Hybrid search across the memory store. Combines vector similarity (semantic), full-text search (keyword), and graph traversal (connected memories) via Reciprocal Rank Fusion. Records access on found memories (affects importance decay).

channel_recall

Retrieves conversation transcript from another channel. Operates in two modes:

  • List mode (no channel arg) — returns all known channels with their Discord names, message counts, and last activity timestamps. Lets the branch discover what channels exist.
  • Transcript mode (channel arg provided) — resolves the channel by name (fuzzy matching: exact → prefix → contains → raw ID), then returns up to 100 recent messages with sender, role, content, and timestamps.

If the name doesn't match any channel, falls back to list mode so the LLM can self-correct with the available options.

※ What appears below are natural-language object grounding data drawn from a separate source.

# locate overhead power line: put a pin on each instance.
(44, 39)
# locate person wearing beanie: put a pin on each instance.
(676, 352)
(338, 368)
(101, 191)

Channel names are resolved from the discord_channel_name field stored in message metadata. The tool queries conversation_messages in SQLite directly — it reads persisted messages, not in-memory Rig history.

email_search

Searches the configured email mailbox directly over IMAP with filters like sender (from), subject, text query, unread-only, and time window (since_days). Returns message metadata plus a body snippet for precise read-back in email workflows.

set_status

Reports the worker's current progress. The status string appears in the channel's status block so the user-facing process knows what's happening without polling.

shell

Runs a shell command via sh -c (Unix) or cmd /C (Windows). Captures stdout, stderr, exit code. Has a configurable timeout (default 60s). Commands are wrapped in the sandbox when enabled — the filesystem is read-only except for the workspace and configured writable paths.

file

Read, write, or list files. Protects identity/memory paths. Creates parent directories on write by default.

exec

Runs a specific program with explicit arguments and environment variables. More precise than shell for running compilers, test runners, etc. Configurable timeout. Sandboxed like shell. Blocks dangerous env vars (LD_PRELOAD, NODE_OPTIONS, etc.) that enable code injection.

browser

Headless Chrome automation via chromiumoxide. Single tool with an action discriminator: launch, navigate, snapshot, act, screenshot, evaluate, content, close, plus tab management (open, tabs, focus, close_tab). Uses an accessibility-tree ref system for LLM-friendly element addressing. See Browser.